Illinois will remain vulnerable to water contamination.

PRESS RELEASE
May 10, 2010

CONTACTS: Traci Barkley, Prairie Rivers Network, 217/344-2371
Kathy Andria, American Bottom Conservancy, 618/213-6906

Champaign — On Tuesday, May 4, 2010, the Environmental Protection Agency (EPA) released long-awaited proposed national regulations for the storage and disposal of coal combustion waste (often called coal ash), the byproduct of coal-fired power plants. The agency presented two options with vastly differing approaches to handling the 4.4 million tons of coal ash that is generated each year in Illinois. Recent USEPA reports indicate that coal waste leaches hazardous pollution in much greater quantities than had been recognized previously, contributing to over 100 documented contamination sites nationwide, several of which are in Illinois.

But another big concern for Illinois is the giant loophole left in the rules that will allow the coal industry to dump toxic coal ash in under-regulated and unprotected mines.

“Dumping of harmful coal ash at nearly two-thirds of the mines studied*, has resulted in severe, long-term water contamination problems that are much greater than the pollution that existed at these sites from mining alone,” said Traci Barkley, a water resources scientist with Prairie Rivers Network. “Even worse, once a problem is discovered, removal of coal ash from contaminated groundwater is nearly impossible.” (*Waste Deep: A 2010 Report by Earthjustice)

Minefills, as these dumps are called, are the final destination of nearly twenty percent of all coal ash generated. EPA intends to address the management of coal ash in minefills in a separate regulatory action headed by the Office of Surface Mining, Reclamation and Enforcement (OSM). No timeframe has been mentioned for when that rule-making would be initiated. Until such action occurs, minefills will continue to be allowed, polluting more mines, both active and abandoned across the state.

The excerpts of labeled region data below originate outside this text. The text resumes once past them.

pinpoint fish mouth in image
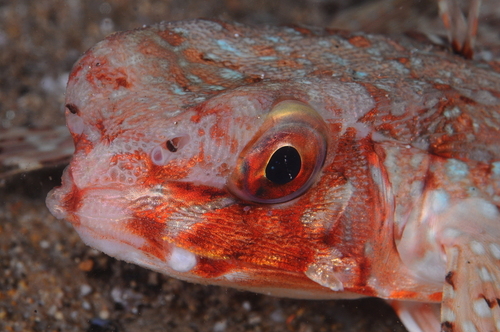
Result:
[45,166,130,226]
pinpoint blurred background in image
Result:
[0,0,500,332]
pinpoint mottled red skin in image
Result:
[49,20,500,332]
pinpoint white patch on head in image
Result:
[478,199,499,219]
[446,159,469,181]
[474,299,491,317]
[470,241,486,255]
[490,243,500,259]
[478,266,493,282]
[441,307,457,323]
[429,190,450,213]
[150,146,168,166]
[462,320,477,332]
[443,228,463,239]
[167,246,197,272]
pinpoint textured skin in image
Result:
[47,20,500,332]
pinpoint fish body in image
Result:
[47,20,500,332]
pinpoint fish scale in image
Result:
[0,5,500,332]
[43,20,500,332]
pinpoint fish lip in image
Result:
[45,166,132,226]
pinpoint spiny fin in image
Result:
[440,199,500,332]
[441,240,500,332]
[387,300,440,332]
[438,0,481,59]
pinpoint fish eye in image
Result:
[227,100,328,204]
[266,146,302,184]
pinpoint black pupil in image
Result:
[266,146,302,184]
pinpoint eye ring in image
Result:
[227,100,328,204]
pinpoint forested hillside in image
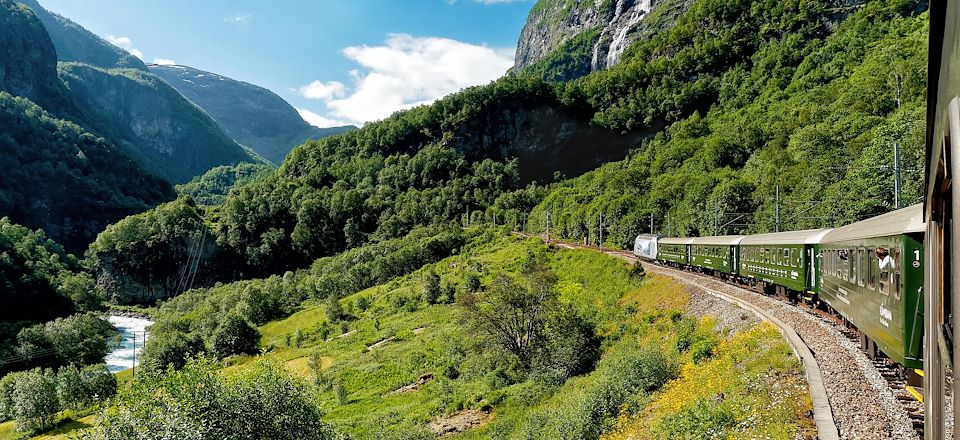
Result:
[150,64,356,164]
[16,0,147,70]
[530,1,927,246]
[0,2,174,253]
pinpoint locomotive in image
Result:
[634,204,925,380]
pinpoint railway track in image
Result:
[556,243,923,439]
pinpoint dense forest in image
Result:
[0,0,927,439]
[530,1,927,247]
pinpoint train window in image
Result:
[857,248,868,286]
[847,249,860,284]
[890,249,900,300]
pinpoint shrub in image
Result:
[79,360,343,440]
[11,368,60,432]
[420,267,441,304]
[210,314,260,359]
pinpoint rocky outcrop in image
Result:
[59,63,257,183]
[514,0,693,77]
[17,0,147,70]
[0,4,61,107]
[150,64,356,164]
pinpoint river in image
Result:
[105,316,153,373]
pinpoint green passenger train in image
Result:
[634,204,925,376]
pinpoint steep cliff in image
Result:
[150,64,355,164]
[59,63,257,183]
[16,0,147,70]
[514,0,693,80]
[0,0,174,253]
[0,2,63,111]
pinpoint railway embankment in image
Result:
[562,241,919,439]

“Peabody plans to dump 60 million tons of coal combustion waste from its Prairie State coal-fired power plant near Marissa into two old coal mines,” said Kathy Andria, president of American Bottom Conservancy. “The coal ash piles would be piled over a total of 1,770 acres and could reach as high as 160 feet.”

Dale Wojtkowski, who lives within two miles of the Prairie State power plant, is concerned about the proposed ash piles and what could happen to his family and community should a disaster occur. “I am also worried about the potential for contaminating both surface and groundwater,” he said. “There are people on wells and farmers who water their livestock from creeks that run alongside the proposed ash piles. If the waste was disposed of properly, the electricity created by burning coal would not be so cheap and alternative energies would be more competitive.”

The coal ash generated from non-electric producing industries such as soybean processing facilities, cement manufacturers, paper or steel mills is not addressed by the proposed regulations, even though this waste is as toxic as that from electricity generation. This waste will remain under-regulated and held to much lower standards.

Andria added: “We in the American Bottom floodplain of the Mississippi River have both power plant coal ash and coal ash from steel mills. Because our levees are structurally unsound, we live with the fear of what could happen if all that waste is mixed with floodwaters.”

EPA proposed two options to regulate coal ash storage and disposal in landfills and ash ponds. One proposal would defer to the states, allowing coal ash to be handled according to performance standards set by EPA that are only enforceable through citizen lawsuits. The second option would require control and tracking of the 140 tons of arsenic, mercury, cadmium and lead-laden ash generated each year nationwide, and would require cleanup of existing polluting facilities.